Stenobrimus is a genus of medium-sized stick insects native to the Philippines.

== Characteristics ==
The representatives of this genus are much slimmer and longer-legged than all other representatives of the Obriminae and correspond more to the typical habitus of stick insects. Depending on the species, spines are distributed at more or less regular intervals over the entire body and femurs. On the thorax and abdomen they are arranged in pairs or rings of four. The 4.5 to 5.8 cm long males are relatively simply colored. The females are 5.5 to 6.0 cm in size. They are downright colorful compared to males, depending on the species, and may have triangle or diamond patterns of green, light and dark brown colors on the thorax and anterior abdomen. The legs can also be banded with green and brown.

== Distribution area ==
The species of this genus are native to various Philippine islands. Stenobrimus bolivari occurs in Luzon, for example, in the provinces of Quezon and Laguna. Stenobrimus tagalog comes from Polillo, a few kilometers off the southeast coast of Luzon. Stenobrimus lumad is native to Mindanao.

== Taxonomy ==
The genus Stenobrimus was established by Joseph Redtenbacher in 1906 as a monotypic genus for the simultaneously described Stenobrimus bolivari within the Obrimini. Redtenbacher described the species using a female that the Spanish naturalist and entomologist Ignacio Bolívar had collected in Luzon in the area around Tayabas. The species name was chosen in his honor. James Abram Garfield Rehn and his son John W. H. Rehn described Stenobrimus tagalog in 1939 as the second species of the genus based on a male. The species name is dedicated to the Filipino ethnic group of the Tagalog. Oliver Zompro elevated the Obrimini to a subfamily in 2004 and divided them into three tribes. He assigned Stenobrimus to the Eubulidini together with Eubulides, Tisamenus, Ilocano (today synonymous with Tisamenus), Hoploclonia, Heterocopus, Pterobrimus and Theramenes. A publication by Frank H. Hennemann et al. in 2016 moved back this tribe in and is now considered a synonym for the Obrimini, into which the genus Stenobrimus was transferred back. Within the obrimini three generic groups were established. The one put forward for Stenobrimus is the only monotypic one because of the unique characters of the genus. Even if the genus groups do not exist according to a work based on genetic analyzes and published in 2021, the special position of Stenobrimus could be confirmed in principle. In 2010, Stenobrimus lumad, whose species name is dedicated to the Lumad indigenous people of Mindanao, was described. In 2023 Stenobrimus pilipinus was described from Cavinti.

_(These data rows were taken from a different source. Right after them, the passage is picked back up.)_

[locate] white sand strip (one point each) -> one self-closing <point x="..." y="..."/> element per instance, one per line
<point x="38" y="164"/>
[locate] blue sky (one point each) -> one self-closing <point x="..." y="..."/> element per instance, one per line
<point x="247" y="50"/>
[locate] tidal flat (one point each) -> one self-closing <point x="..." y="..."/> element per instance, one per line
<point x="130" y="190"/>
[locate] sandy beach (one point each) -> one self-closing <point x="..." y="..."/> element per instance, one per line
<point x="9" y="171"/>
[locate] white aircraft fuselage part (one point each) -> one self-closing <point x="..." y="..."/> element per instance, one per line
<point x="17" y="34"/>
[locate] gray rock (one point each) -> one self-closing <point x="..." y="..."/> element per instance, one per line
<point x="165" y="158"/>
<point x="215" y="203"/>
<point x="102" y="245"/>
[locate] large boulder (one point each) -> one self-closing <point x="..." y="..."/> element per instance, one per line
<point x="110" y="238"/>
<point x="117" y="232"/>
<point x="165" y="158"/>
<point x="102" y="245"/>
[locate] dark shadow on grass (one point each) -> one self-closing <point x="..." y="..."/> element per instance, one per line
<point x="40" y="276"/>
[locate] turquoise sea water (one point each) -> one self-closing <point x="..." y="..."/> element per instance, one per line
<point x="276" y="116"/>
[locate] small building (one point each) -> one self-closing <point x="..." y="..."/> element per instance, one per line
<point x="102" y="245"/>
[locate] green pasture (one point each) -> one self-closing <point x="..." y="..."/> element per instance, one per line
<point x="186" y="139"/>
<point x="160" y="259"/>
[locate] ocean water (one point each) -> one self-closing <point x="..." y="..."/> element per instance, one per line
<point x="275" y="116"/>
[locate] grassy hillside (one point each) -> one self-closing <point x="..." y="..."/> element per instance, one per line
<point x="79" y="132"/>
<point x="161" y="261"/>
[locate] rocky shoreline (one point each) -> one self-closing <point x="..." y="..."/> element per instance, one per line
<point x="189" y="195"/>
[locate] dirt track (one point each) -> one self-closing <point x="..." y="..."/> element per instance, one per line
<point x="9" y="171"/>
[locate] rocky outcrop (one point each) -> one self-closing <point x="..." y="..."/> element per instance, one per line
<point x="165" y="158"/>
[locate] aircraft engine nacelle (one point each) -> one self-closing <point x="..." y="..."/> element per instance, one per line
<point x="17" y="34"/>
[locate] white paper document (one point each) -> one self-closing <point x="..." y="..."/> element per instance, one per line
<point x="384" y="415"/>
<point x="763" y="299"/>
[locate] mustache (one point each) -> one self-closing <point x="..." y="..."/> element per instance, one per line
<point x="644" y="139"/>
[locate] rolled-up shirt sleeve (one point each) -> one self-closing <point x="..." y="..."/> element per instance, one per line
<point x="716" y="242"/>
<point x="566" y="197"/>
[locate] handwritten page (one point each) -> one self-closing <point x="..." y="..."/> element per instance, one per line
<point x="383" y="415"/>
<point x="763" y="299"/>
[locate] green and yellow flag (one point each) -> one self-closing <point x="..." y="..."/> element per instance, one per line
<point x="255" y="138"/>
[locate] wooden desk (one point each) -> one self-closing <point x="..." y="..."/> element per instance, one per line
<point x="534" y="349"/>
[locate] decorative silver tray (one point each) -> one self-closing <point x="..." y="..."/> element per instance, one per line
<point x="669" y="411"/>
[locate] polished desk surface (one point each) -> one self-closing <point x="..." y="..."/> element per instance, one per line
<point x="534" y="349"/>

The species described so far are:
- Stenobrimus bolivari Redtenbacher, 1906
- Stenobrimus lumad Lit & Eusebio, 2010
- Stenobrimus pilipinus Eusebio, Lit & Lucañas, 2023
- Stenobrimus tagalog Rehn & Rehn, 1939

== Terraristic ==
In March 2008, Joachim Bresseel, Mark Bushell and Ellen Caluwe found specimens of Stenobrimus bolivari in Quezon National Park. Thierry Heitzmann also found some specimens of this species in south-east Luzon in 2008. Heitzmann bred the species in the Philippines. In Europe, Tim Bollens and Rob Krijns initially bred them succeeded in the Netherlands. Various species of ferns were eaten. Breeding has not been successful in the long term and no species of the genus has been in breeding since about 2012.